In 2011 I made a major change in my website hosting business. Up to that point, we had owned and operated our own servers. Finally, though, we reached the crossover point where it got cheaper to retire our gear and go “into the cloud.” (A wonderful euphamism this “cloud.” AWS really operates such a thing but every hosting provider sells it, even though it’s really just virtual private servers.)
Eventually we settled on a hybrid solution for hosting our client sites. One group that needed the highest security level got moved to a VPS at a local cloud computing company. Others, that needed an older version of PHP, we moved to a VPS at a volume hosting provider (1&1). Lastly, the rest of the clients went to a dedicated server managed by yet another volume hosting provider (HostGator). In the end, we wound up saving hundreds of dollars a month.
When we ran our own rackspace, it was easy to dedicate a server just to the task of being an external hard drive to receive the backup tar files. This was an ideal situation because the backup files were not on the same hard drive as the website files (thus insulating the site from drive failures) yet on a server also on the same gigabit switch (so retrieval would be as rapid as possible if needed). However, now that we were having to pay for servers and drive space, it was unrealistic to justify buying servers just to hold those backup tar files.
So I tried a lot of different solutions to the problem. A number of the volume hosting vendors will sell you website hosting space with unlimited traffic and unlimited disk space. That sounded perfect: just grab one of those accounts and have Plesk send the backup container files to the website hosting space via FTP as we had done before. But it didn’t quite work out that way.
First, those unlimited accounts of course aren’t. In reality, I found all kinds of limitations: certain file types weren’t allowed on their server or maximum file sizes were capped. And in general the hosting providers discourage using their accounts for parking files. So I tried another approach: cloud-based storage.
After an extensive search, I ultimately settled on iozeta (a division of LiveDrive). They had several advantages over the many other cloud-backup/storage vendors: 1) They had FTP access to their storage (many of the other vendors did not) and 2) I could get up to 2TB of storage if I wanted that much. And there were no file type or size limits either! So I started weekly backups on the various client accounts on the dedicated server spaced out over all days of the week.

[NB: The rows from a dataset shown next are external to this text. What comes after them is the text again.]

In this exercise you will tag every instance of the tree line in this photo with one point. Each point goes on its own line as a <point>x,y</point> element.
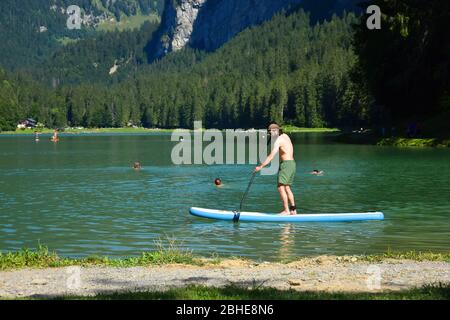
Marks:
<point>285,70</point>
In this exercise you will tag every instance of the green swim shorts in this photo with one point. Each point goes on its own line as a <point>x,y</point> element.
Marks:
<point>286,173</point>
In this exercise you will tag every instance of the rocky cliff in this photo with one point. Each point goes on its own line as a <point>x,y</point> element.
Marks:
<point>207,24</point>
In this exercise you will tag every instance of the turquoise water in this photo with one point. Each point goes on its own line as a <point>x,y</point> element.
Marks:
<point>80,197</point>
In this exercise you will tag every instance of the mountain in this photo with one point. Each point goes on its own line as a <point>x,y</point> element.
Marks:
<point>32,31</point>
<point>208,24</point>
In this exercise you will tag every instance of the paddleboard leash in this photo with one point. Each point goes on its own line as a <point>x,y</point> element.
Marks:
<point>237,213</point>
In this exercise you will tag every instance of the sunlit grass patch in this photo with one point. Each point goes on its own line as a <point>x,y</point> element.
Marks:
<point>193,292</point>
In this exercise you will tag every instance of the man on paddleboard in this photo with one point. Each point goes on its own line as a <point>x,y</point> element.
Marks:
<point>286,174</point>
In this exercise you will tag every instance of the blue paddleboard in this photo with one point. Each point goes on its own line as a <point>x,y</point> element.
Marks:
<point>271,217</point>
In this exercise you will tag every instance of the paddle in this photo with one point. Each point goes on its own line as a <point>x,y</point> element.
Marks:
<point>237,214</point>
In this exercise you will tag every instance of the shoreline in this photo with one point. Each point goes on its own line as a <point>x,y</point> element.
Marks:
<point>172,272</point>
<point>394,141</point>
<point>288,129</point>
<point>321,276</point>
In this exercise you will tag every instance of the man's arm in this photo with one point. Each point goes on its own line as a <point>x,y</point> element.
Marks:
<point>270,157</point>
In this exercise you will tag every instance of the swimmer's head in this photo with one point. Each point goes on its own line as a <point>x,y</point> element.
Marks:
<point>274,130</point>
<point>137,165</point>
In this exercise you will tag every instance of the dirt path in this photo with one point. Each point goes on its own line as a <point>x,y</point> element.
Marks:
<point>315,274</point>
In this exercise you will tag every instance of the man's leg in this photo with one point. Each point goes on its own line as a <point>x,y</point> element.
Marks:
<point>291,198</point>
<point>284,198</point>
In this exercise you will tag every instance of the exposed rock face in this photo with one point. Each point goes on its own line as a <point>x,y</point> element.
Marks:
<point>207,24</point>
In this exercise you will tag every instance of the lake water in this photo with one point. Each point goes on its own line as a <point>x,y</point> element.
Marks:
<point>81,197</point>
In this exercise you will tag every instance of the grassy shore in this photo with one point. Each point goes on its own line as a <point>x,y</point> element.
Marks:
<point>287,129</point>
<point>294,129</point>
<point>170,254</point>
<point>192,292</point>
<point>370,138</point>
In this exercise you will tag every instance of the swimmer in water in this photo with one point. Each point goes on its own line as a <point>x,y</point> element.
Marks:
<point>137,166</point>
<point>55,136</point>
<point>218,183</point>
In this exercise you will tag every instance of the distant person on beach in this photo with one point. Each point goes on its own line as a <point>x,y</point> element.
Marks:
<point>317,172</point>
<point>137,166</point>
<point>286,174</point>
<point>218,182</point>
<point>55,136</point>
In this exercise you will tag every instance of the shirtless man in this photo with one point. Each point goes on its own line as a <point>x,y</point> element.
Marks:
<point>286,174</point>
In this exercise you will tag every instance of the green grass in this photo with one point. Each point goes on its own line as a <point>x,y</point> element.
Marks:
<point>414,142</point>
<point>193,292</point>
<point>90,130</point>
<point>294,129</point>
<point>409,255</point>
<point>287,129</point>
<point>170,253</point>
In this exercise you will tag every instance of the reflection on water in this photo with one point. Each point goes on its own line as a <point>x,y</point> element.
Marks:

Yet, after a couple of weeks things were not going well as I hoped. For whatever reason, FTP transports were failing. As of this writing, I’m still trying to get an answer as to were the failure lies. Could have been just network congestion causing FTP to time-out. Or perhaps a glitch on their side. Either way, because uploads to their server are like transactions, it’s either pass or fail. The old trick of being able to go back and restart a partially completed FTP transfer just won’t work. So what was happening was that I was getting a logjam of Plesk backup tar files stored in the “local repository.”
Side-note: Here’s one of my bones to pick with Parallels. Their management of backup files is pretty weak. You can download a backup set. You can upload a backup set. You can transfer a backup set from the remote repository to the local one. But you can’t manually instruct Plesk to transfer a backup set from the local repository to the remote one. So, if you were having failures like the ones I was having, you’re screwed. Those backups just sit there eating up valuable disk space threatening to take your server down if you run out of space. This really needs to be fixed!

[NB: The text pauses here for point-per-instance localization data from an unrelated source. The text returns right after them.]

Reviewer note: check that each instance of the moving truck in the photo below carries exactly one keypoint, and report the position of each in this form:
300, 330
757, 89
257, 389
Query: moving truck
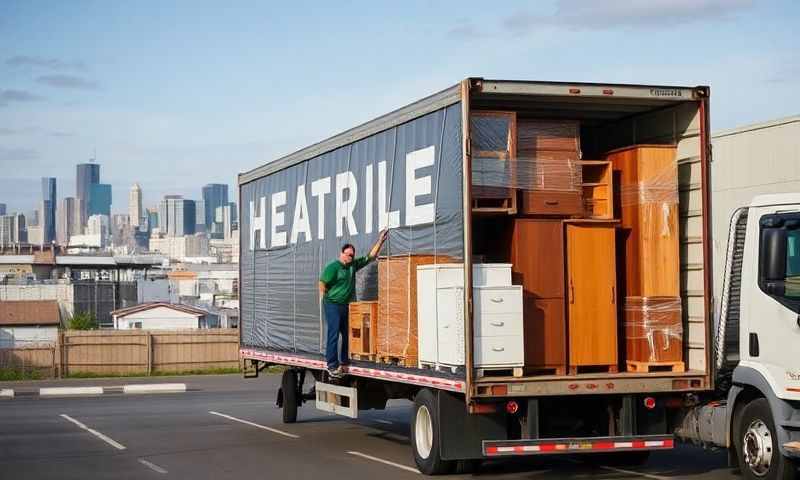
546, 286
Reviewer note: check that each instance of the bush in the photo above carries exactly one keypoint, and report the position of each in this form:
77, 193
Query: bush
83, 321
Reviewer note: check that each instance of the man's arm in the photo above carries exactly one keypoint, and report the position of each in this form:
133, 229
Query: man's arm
377, 247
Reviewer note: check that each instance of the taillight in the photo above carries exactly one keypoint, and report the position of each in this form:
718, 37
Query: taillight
512, 407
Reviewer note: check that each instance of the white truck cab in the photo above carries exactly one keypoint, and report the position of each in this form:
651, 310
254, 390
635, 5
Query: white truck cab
756, 409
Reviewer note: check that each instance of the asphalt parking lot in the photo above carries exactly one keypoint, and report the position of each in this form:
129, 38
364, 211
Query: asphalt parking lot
228, 427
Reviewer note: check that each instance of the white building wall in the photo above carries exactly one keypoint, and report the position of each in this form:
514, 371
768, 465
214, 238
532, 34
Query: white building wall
19, 337
750, 161
161, 318
62, 292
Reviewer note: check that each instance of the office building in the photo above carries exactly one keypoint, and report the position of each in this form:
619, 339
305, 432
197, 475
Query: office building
135, 205
215, 195
87, 174
177, 216
48, 210
99, 199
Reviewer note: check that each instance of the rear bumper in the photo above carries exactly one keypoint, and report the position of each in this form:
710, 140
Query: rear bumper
547, 446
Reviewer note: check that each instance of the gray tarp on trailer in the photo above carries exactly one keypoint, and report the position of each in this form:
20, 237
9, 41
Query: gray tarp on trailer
286, 240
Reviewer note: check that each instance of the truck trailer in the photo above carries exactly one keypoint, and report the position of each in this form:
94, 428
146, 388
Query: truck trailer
546, 286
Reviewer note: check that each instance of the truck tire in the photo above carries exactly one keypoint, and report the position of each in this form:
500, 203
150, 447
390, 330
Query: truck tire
424, 435
289, 389
757, 445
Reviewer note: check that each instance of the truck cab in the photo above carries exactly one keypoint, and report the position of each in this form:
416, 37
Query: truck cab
756, 413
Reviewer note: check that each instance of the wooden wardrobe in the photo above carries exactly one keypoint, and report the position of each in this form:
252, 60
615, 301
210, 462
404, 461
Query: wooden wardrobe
647, 179
537, 256
591, 294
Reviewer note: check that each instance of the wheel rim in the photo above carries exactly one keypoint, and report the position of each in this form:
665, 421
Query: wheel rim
423, 432
757, 448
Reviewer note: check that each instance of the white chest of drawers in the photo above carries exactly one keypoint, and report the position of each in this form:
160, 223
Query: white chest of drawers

So faced with the situation I felt the only choice that I had left was to write software to get around the problem. My strategy was this: switch from sending the backups to the remote iozeta server and instead always send them to the local repository; but lower the backup set retention to one. In this way, I can at least plan for a known maximum amount of disk space consumed. I then wrote some software in PHP that, on a nightly basis, compared the local repository against the remote one on iozeta. If the local file didn’t exist on the remote site, transfer it using FTP. When I changed the settings for the backup retention, I also switched to multi-part backup container files of 255MB in size. I was shooting from the hip on the size but my gut tells me that’s probably a reasonable size in terms of transmission reliability. Finally, I set up a remote server retention policy of 28 days. If any file on the remote server is older than that, it gets deleted. That way I can manage my available space on the remote server site.
I’ve been running my software on a nightly basis via a cron job for a couple of weeks now. There are still some transmission failures. However, in reviewing the audit trail logs that my process generates, any files that get skipped the first time around usually get loaded the second time. And since I run my backups per customer on a staggered weekly basis, there’s plenty of time to get everything copied outward before the following week’s backup resets the files. Overall, I now have some peace of mind that, in the face of some catastrophic failure of a server, I’ve still gone something pretty current to fall back on.